According to James Butterfill, head of research at Coinshares, this challenging environment for miners is a result of price pressure and increased network competition since the last halving.
In response to these challenges, the industry is turning to AI and high-performance computing (HPC) as an alternative revenue source. Publicly listed miners have announced over $70 billion in AI and HPC-related contracts, with some companies expected to generate up to 70% of revenue from AI by the end of 2026.
This shift reflects a trade-off between AI infrastructure and bitcoin mining, with AI offering more stable returns under current conditions. However, the transition is not uniform, with some companies focusing on data center operations while others maintain a balance between mining and AI strategies.

Despite recent volatility, the Bitcoin network remains robust, with hashrate stabilizing around 1,020 exahash per second. Coinshares predicts continued growth, with hashrate expected to reach 1.8 zettahash by the end of 2026 and 2 zettahash by early 2027.
Geographically, the United States, China, and Russia continue to dominate global mining, accounting for 68% of total hashrate, while countries like Paraguay and Ethiopia are making strides in the industry.
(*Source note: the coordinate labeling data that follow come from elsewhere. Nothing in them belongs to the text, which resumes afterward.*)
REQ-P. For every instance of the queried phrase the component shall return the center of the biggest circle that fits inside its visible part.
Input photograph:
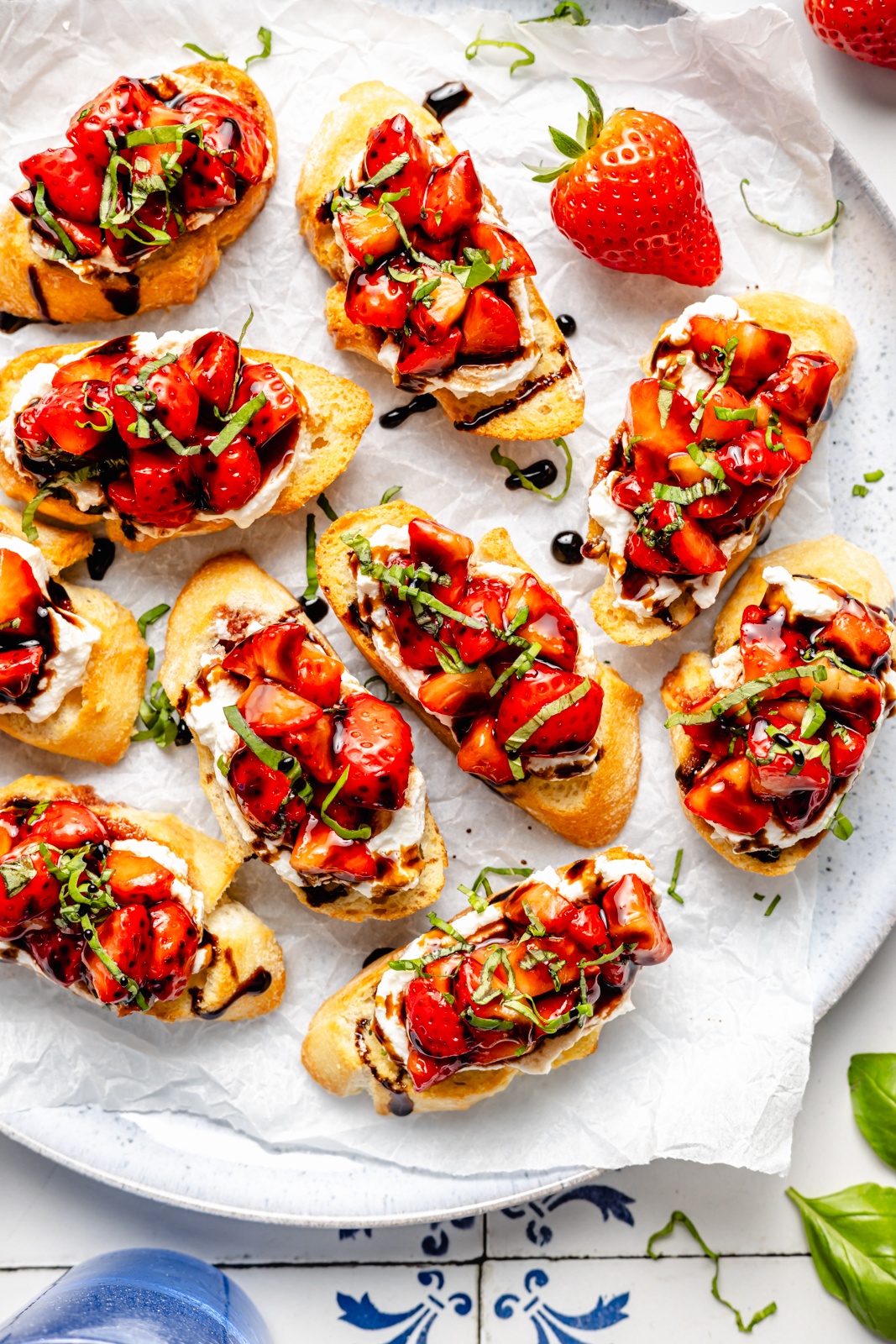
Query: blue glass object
(139, 1297)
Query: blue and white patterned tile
(644, 1301)
(385, 1304)
(738, 1213)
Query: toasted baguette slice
(809, 327)
(233, 589)
(338, 413)
(342, 1039)
(46, 291)
(551, 400)
(587, 810)
(829, 558)
(244, 974)
(96, 719)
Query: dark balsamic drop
(446, 98)
(316, 609)
(101, 558)
(375, 956)
(539, 474)
(423, 402)
(566, 549)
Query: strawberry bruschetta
(490, 659)
(128, 907)
(157, 175)
(430, 282)
(772, 734)
(73, 663)
(732, 402)
(302, 766)
(172, 436)
(520, 984)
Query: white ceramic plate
(199, 1164)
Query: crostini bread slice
(810, 327)
(244, 951)
(587, 810)
(550, 401)
(829, 558)
(340, 1035)
(233, 589)
(46, 291)
(338, 414)
(96, 719)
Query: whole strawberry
(866, 31)
(631, 197)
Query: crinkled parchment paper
(712, 1065)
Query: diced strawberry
(275, 712)
(856, 636)
(369, 239)
(20, 597)
(457, 694)
(211, 365)
(137, 878)
(453, 198)
(500, 246)
(418, 360)
(163, 488)
(18, 672)
(547, 622)
(374, 299)
(125, 937)
(490, 326)
(758, 354)
(118, 109)
(73, 183)
(20, 906)
(67, 826)
(484, 600)
(723, 797)
(231, 479)
(376, 749)
(230, 132)
(69, 423)
(567, 730)
(481, 753)
(801, 386)
(443, 550)
(633, 917)
(434, 1026)
(259, 790)
(385, 144)
(174, 949)
(434, 316)
(58, 953)
(280, 409)
(320, 853)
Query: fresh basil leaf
(872, 1082)
(852, 1240)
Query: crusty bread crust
(809, 327)
(46, 291)
(587, 810)
(233, 582)
(96, 719)
(331, 1047)
(242, 944)
(829, 558)
(336, 414)
(551, 401)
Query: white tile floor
(564, 1269)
While miners are shifting towards AI, the economics of mining are still tied to bitcoin’s price. Higher prices could improve margins, while prolonged weakness may force more operators offline. The industry is evolving into two categories: traditional miners and hybrid firms balancing bitcoin production with AI-driven activities.
Frequently Asked Questions 🧭
Why are bitcoin miners facing challenges in 2026? Lower bitcoin prices and increased hashrate have squeezed margins and pushed costs close to breakeven.
What is hash price and why is it important? Hash price measures miner revenue per unit of computing power and directly affects profitability.
Why are miners transitioning to AI? AI infrastructure offers more consistent returns compared to current mining conditions.
Will bitcoin mining bounce back? Profitability is closely tied to bitcoin’s price, with higher prices expected to improve margins.